A court ruled today that the full draft judgment of its ruling on the case of former Guantanamo detainee Binyam Mohamed, including sections the Foreign Secretary had attempted to suppress, should be published.
Lord Chief Justice Lord Judge said that the paragraph, already the subject of considerable press comment after it was referred to in a letter by the Foreign Office’s barrister, Jonathan Sumption QC, should be revealed for the purposes of clarity.
The paragraph reveals the Master of the Rolls, Lord Neuberger’s opinion that members of the security services had a “dubious record” on torture.
The court emphasised that it had at no point been coerced by the government, pointing to the fact that at all stages of the case, judges had rejected attempts by the Foreign Office to claim that evidence should be concealed.

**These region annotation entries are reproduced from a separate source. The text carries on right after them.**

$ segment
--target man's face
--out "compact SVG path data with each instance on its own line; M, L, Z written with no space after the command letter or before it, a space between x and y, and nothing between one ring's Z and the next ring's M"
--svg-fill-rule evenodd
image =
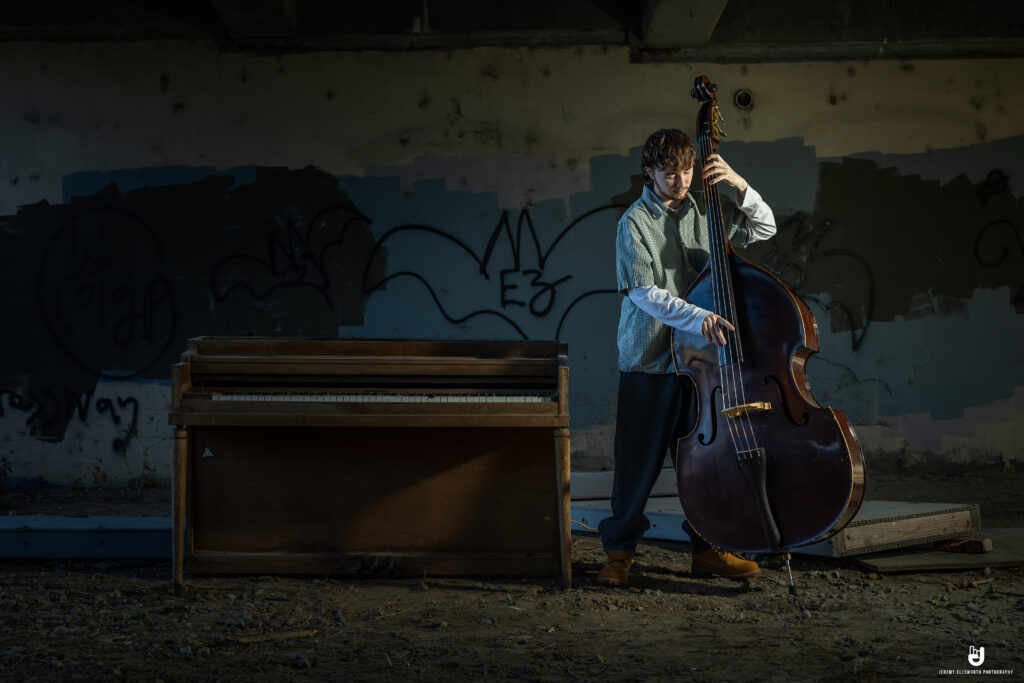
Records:
M647 176L654 183L654 194L669 204L677 204L686 199L686 193L693 180L693 167L683 169L680 165L668 164L662 168L646 168Z

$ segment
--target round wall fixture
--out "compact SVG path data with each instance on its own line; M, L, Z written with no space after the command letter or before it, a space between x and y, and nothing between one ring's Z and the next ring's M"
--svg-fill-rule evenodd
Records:
M736 90L732 93L732 103L736 105L737 110L752 110L754 109L754 95L750 90Z

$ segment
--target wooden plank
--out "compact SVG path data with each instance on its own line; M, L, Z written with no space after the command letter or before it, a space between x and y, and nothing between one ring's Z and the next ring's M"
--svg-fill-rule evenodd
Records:
M185 508L187 506L188 474L188 430L177 426L174 429L174 461L171 474L171 523L172 523L172 579L174 592L180 593L184 581L185 557Z
M992 540L987 553L949 553L925 548L902 548L854 558L868 569L884 572L977 569L1024 564L1024 528L990 528L971 531Z
M977 505L865 501L835 537L794 552L825 557L881 552L955 538L979 525Z
M580 473L573 475L573 485ZM853 521L843 529L844 546L837 548L829 539L811 546L793 549L801 555L842 557L879 552L893 547L931 543L963 536L977 528L978 506L947 503L904 503L899 501L865 501ZM611 514L610 501L573 500L572 519L596 527ZM651 522L645 532L649 539L688 541L680 528L686 518L678 497L651 497L644 509ZM884 544L884 545L883 545Z
M837 549L848 555L865 548L878 549L903 543L907 539L948 538L950 535L977 528L977 525L972 523L973 517L971 510L949 510L906 520L874 523L863 528L847 526L838 535Z
M572 588L572 539L569 517L569 430L555 430L555 492L559 501L558 545L561 548L562 588Z
M295 553L200 551L193 573L326 573L337 577L553 577L557 553Z

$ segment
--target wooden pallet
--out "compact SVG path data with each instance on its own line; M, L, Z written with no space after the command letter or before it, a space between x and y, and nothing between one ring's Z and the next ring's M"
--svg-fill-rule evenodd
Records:
M645 508L648 539L689 541L680 525L686 518L676 497L652 497ZM575 530L594 529L611 514L607 500L573 501ZM980 527L977 505L865 501L843 530L827 541L794 549L801 555L846 557L954 539ZM589 529L588 529L589 530Z

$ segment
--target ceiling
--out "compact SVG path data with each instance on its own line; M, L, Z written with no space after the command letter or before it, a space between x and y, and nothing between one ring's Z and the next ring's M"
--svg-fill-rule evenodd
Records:
M225 51L629 46L637 61L1024 55L1016 0L33 0L3 41L216 40Z

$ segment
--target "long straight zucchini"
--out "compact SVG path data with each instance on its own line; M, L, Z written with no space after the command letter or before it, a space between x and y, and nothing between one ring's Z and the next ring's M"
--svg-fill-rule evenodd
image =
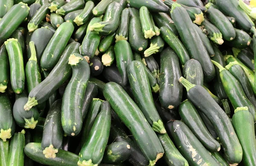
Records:
M154 165L163 157L164 150L156 134L145 121L141 111L116 83L111 82L106 84L103 94L121 120L132 132L145 157L149 160L149 165ZM122 109L119 106L121 105Z

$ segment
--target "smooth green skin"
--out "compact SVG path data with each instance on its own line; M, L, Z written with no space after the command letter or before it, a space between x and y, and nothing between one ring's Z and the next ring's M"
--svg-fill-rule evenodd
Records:
M162 51L160 56L160 102L165 109L175 109L182 99L182 84L179 82L182 75L178 57L170 48Z
M144 65L138 61L131 62L127 68L129 82L136 104L146 119L152 126L153 129L160 133L166 132L153 100L152 93Z
M236 31L236 38L230 42L226 42L231 47L239 49L244 49L250 43L251 38L250 35L243 30L234 28Z
M0 139L0 165L7 166L8 161L8 155L10 151L10 141L7 140L4 142Z
M222 13L215 8L210 8L206 12L207 18L222 34L223 39L232 41L236 37L236 31L232 24Z
M227 114L200 85L190 88L187 96L198 110L204 114L213 125L227 160L231 164L240 163L242 157L242 148Z
M64 16L76 10L82 9L84 7L84 0L73 0L66 3L56 11L58 14Z
M164 13L154 13L152 15L155 23L159 28L166 26L176 36L179 36L179 33L174 25L174 23L169 15Z
M178 149L189 165L198 166L198 162L202 165L218 165L189 127L182 121L175 121L173 122L172 135Z
M95 17L99 17L102 15L106 11L108 5L112 2L111 0L102 0L93 9L93 14Z
M72 77L66 87L63 97L61 124L65 133L74 136L82 129L82 107L90 74L90 67L84 57L77 53L72 55L79 59L76 64L70 64Z
M187 12L182 7L177 7L172 11L171 15L185 48L191 58L198 61L202 65L204 81L211 81L215 76L214 67L200 37L194 28L191 28L193 26L193 23Z
M215 55L214 50L213 50L213 48L212 48L210 40L209 38L207 37L207 36L203 33L201 29L200 29L200 28L197 25L194 24L193 25L194 26L194 28L198 34L198 35L200 37L200 38L201 38L201 39L203 41L204 45L205 47L207 52L208 53L210 57L214 56L214 55Z
M32 32L38 28L38 25L45 19L46 15L50 13L48 8L49 5L47 3L42 5L35 14L28 24L28 29L29 32Z
M101 106L102 102L102 100L99 98L93 98L90 104L88 115L84 120L83 125L81 138L82 146L87 140L92 127L95 121L95 119L101 111Z
M24 106L28 101L27 97L21 97L16 100L13 105L13 117L16 123L19 126L24 127L25 119L30 120L32 118L37 121L39 118L39 113L36 107L34 107L29 111L24 110Z
M61 25L64 20L63 18L56 13L52 13L50 17L50 20L51 20L51 24L53 26L53 27L56 29Z
M0 44L12 35L28 16L29 11L29 8L26 5L19 3L12 6L4 15L0 22Z
M1 71L0 74L0 84L7 86L10 79L10 64L8 54L5 45L3 45L0 48L0 70ZM6 88L5 88L5 89ZM4 92L1 91L1 92Z
M183 66L186 62L190 59L185 47L176 35L167 27L160 28L160 35L163 39L177 53L181 65Z
M78 164L89 160L91 160L94 164L100 163L108 143L111 124L111 108L109 103L104 101L101 107L101 112L95 119L88 138L79 153Z
M13 6L13 0L0 0L0 18L2 18Z
M245 31L250 32L252 27L254 26L249 16L239 6L238 1L215 0L215 4L224 14L235 18L239 27Z
M221 145L211 135L198 111L189 100L180 104L179 113L184 123L206 149L212 152L219 151Z
M163 158L168 166L189 165L187 161L175 147L168 134L157 134L157 135L164 149Z
M167 13L169 11L169 8L166 6L163 2L160 0L149 0L147 1L139 1L137 0L129 0L128 4L132 8L140 9L142 6L145 6L149 11L154 12Z
M25 86L25 70L21 47L16 40L5 42L9 56L12 87L15 93L20 93L24 90Z
M32 142L24 149L25 154L33 160L43 164L56 166L77 166L78 156L74 153L59 149L55 158L45 158L41 143Z
M126 142L115 142L106 147L102 162L118 164L126 160L131 155L130 145Z
M232 124L243 149L241 163L245 166L256 164L256 140L253 118L249 111L240 108L232 117Z
M99 42L98 50L100 53L104 53L114 43L116 33L110 34L104 37Z
M163 149L135 103L120 85L114 82L106 84L103 94L120 120L129 129L146 158L151 163L155 160L157 154L164 152Z
M49 75L39 84L33 89L29 97L35 98L38 104L41 104L49 98L71 75L71 67L68 65L68 58L70 54L79 53L80 44L73 42L68 45L58 63Z
M76 17L74 22L76 22L78 26L80 26L89 21L93 16L92 12L93 8L94 3L92 1L87 2L83 11Z
M134 52L133 53L133 58L134 60L138 61L142 63L143 63L141 59L140 53ZM157 93L159 91L159 85L157 79L154 77L153 74L149 71L145 66L145 68L146 70L148 79L149 82L149 84L151 87L151 90L154 93Z
M60 149L62 144L63 132L61 121L61 100L56 101L49 110L44 126L41 143L42 149L52 145Z
M195 59L188 60L185 64L183 76L187 80L195 85L204 84L204 73L200 63Z
M128 83L127 68L133 60L131 48L128 42L123 40L116 43L114 50L117 68L122 76L122 84L126 86Z
M22 132L16 132L11 141L8 166L21 166L24 164L25 135Z
M121 40L127 40L128 39L129 22L130 11L128 8L125 8L122 12L120 25L116 34L116 42Z
M256 99L244 69L239 65L236 65L231 66L228 70L239 82L246 96L253 104L254 108L256 108ZM253 112L251 111L250 112L252 113L253 113Z
M140 53L148 47L148 41L145 38L142 31L139 11L134 8L129 8L129 43L133 51Z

The full text of paragraph 168 reads:
Fourthly, it is also germane that the SyS were making it clear in March 2005, through a report from the Intelligence and Security Committee that “they operated a culture that respected human rights and that coercive interrogation techniques were alien to the Services’ general ethics, methodology and training” (paragraph 9 of the first judgment), indeed they “denied that [they] knew of any ill-treatment of detainees interviewed by them whilst detained by or on behalf of the [US] Government” (paragraph 44(ii) of the fourth judgment). Yet that does not seem to be true: as the evidence in this case showed, at least some SyS officials appear to have a dubious record when it comes to human rights and coercive techniques, and indeed when it comes to frankness about the UK’s involvement with the mistreatment of Mr Mohammed by US officials. I have in mind in particular witness B, but it appears likely that there were others. The good faith of the Foreign Secretary is not in question, but he prepared the certificates partly, possibly largely, on the basis of information and advice provided by SyS personnel. Regrettably, but inevitably, this must raise the question whether any statement in the certificates on an issue concerning such mistreatment can be relied on, especially when the issue is whether contemporaneous communications to the SyS about such mistreatment should be revealed publicly. Not only is there an obvious reason for distrusting any UK Government assurance, based on SyS advice and information, because of previous “form”, but the Foreign Office and the SyS have an interest in the suppression of such information.
The court also ordered that Mohamed’s legal costs be paid by the Foreign Office.